Abel Ferreira e seu legado
É até dispensável falar dos títulos de Abel pelo Verdão. Paulista, Libertadores, Copa do Brasil, Recopa ou o que quer que seja, Abel conseguiu fazer com que isso fosse o fator “menor” em sua dinastia no Palmeiras. Desde que chegou ao clube, o português instituiu uma cultura de trabalho vitoriosa, eficiente e revolucionária. Tonou-se sinônimo de esforço, suor, vontade. E soube, com maestria, transmitir isso para todo um elenco e um grupo de funcionários, desde a presidência até cada roupeiro.
O português também é polêmico: se esbraveja com a arbitragem, com a má qualidade dos gramados, com o calendário apertado. Todas reclamações mais que justas, que não afetam só o Palmeiras como o futebol brasileiro. Seu tom de voz é questionado, sua postura criticada, suas frases até distorcidas, mas até o mais doente dos rivais admite: seu profissionalismo deixou uma marca irreparável no futebol nacional.
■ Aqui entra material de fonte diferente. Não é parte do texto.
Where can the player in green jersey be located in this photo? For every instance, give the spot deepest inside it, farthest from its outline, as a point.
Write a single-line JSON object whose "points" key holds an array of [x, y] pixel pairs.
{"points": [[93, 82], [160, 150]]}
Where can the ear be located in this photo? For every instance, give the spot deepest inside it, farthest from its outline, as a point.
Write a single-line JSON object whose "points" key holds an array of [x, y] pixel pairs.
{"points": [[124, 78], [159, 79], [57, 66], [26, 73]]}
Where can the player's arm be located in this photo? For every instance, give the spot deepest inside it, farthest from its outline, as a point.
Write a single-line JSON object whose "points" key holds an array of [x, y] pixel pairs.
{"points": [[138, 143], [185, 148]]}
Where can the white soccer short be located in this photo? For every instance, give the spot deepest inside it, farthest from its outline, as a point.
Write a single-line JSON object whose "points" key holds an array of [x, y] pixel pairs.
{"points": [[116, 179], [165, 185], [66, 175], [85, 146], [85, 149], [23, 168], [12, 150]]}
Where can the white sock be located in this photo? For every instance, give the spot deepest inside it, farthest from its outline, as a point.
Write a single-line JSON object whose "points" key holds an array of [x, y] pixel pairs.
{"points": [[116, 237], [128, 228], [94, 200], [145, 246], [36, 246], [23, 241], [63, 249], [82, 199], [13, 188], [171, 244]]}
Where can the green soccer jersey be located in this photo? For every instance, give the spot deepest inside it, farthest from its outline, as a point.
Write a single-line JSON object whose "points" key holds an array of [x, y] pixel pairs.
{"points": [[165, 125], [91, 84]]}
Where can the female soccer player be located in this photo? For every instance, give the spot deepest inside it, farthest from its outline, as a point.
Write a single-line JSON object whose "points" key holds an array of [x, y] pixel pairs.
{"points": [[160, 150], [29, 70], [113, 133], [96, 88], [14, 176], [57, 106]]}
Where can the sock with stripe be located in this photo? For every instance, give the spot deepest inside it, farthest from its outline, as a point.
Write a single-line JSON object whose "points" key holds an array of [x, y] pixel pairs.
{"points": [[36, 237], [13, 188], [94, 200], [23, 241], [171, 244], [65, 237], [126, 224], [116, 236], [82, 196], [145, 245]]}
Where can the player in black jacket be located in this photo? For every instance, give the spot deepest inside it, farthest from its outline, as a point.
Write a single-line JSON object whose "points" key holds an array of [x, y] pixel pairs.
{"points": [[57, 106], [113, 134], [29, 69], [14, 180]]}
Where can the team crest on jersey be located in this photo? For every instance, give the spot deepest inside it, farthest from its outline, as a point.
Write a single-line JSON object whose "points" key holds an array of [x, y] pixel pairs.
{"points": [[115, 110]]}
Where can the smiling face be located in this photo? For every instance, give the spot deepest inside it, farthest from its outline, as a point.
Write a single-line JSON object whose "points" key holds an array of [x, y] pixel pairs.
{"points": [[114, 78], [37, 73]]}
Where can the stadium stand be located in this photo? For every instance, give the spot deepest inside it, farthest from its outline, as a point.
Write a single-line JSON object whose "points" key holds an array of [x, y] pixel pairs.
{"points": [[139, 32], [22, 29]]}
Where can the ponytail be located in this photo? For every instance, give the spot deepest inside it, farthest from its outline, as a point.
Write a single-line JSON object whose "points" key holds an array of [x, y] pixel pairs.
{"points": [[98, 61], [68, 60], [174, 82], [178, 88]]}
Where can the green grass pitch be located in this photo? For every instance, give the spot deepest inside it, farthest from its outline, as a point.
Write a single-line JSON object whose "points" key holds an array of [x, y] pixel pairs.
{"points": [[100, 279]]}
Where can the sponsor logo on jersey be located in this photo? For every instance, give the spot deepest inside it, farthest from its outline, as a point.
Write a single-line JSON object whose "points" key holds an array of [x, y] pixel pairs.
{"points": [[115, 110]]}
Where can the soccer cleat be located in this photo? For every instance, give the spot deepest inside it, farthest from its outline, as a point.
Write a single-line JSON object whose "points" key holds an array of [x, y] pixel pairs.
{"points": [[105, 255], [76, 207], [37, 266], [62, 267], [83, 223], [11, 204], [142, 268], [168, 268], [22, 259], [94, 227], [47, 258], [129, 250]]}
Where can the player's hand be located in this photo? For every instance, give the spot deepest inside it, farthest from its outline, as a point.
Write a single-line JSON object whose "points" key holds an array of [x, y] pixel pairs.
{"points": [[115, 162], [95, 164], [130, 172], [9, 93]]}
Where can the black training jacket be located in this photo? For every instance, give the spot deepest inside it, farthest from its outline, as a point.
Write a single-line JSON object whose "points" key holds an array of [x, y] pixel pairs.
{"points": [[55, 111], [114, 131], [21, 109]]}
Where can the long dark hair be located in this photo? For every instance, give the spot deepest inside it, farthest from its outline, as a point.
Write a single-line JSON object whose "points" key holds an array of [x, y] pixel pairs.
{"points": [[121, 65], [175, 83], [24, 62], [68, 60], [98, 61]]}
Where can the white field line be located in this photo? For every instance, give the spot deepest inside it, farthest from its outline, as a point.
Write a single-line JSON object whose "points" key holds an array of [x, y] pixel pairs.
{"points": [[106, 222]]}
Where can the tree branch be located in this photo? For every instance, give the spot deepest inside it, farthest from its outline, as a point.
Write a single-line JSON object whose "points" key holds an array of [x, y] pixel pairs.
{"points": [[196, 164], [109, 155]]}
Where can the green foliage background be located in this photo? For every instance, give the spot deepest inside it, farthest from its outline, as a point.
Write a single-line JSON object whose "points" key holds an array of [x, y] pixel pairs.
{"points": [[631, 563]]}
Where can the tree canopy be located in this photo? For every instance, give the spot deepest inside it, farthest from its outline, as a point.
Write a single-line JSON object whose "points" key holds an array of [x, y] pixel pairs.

Um dia, infelizmente, Abel deixará o Palmeiras. Com certeza será uma missão quase impossível encontrar um treinador com as mesmas capacidades táticas e psicológicas com ele. Mas Abel pode se orgulhar de ter deixado uma cultura no clube (e no Brasil). A ideia de que o trabalho, o estudo e o coletivo superam a simples ideia de talento individual. Provou que é necessário ter o coração quente, mas a cabeça fria. E esse mantra, envolto de tantos títulos e conquistas, é a prova de que Abel Ferreira já deixou um legado enorme no futebol brasileiro. Pena que talvez só vamos perceber lá na frente, quando já não for habitual termos o português agitado na beira do campo.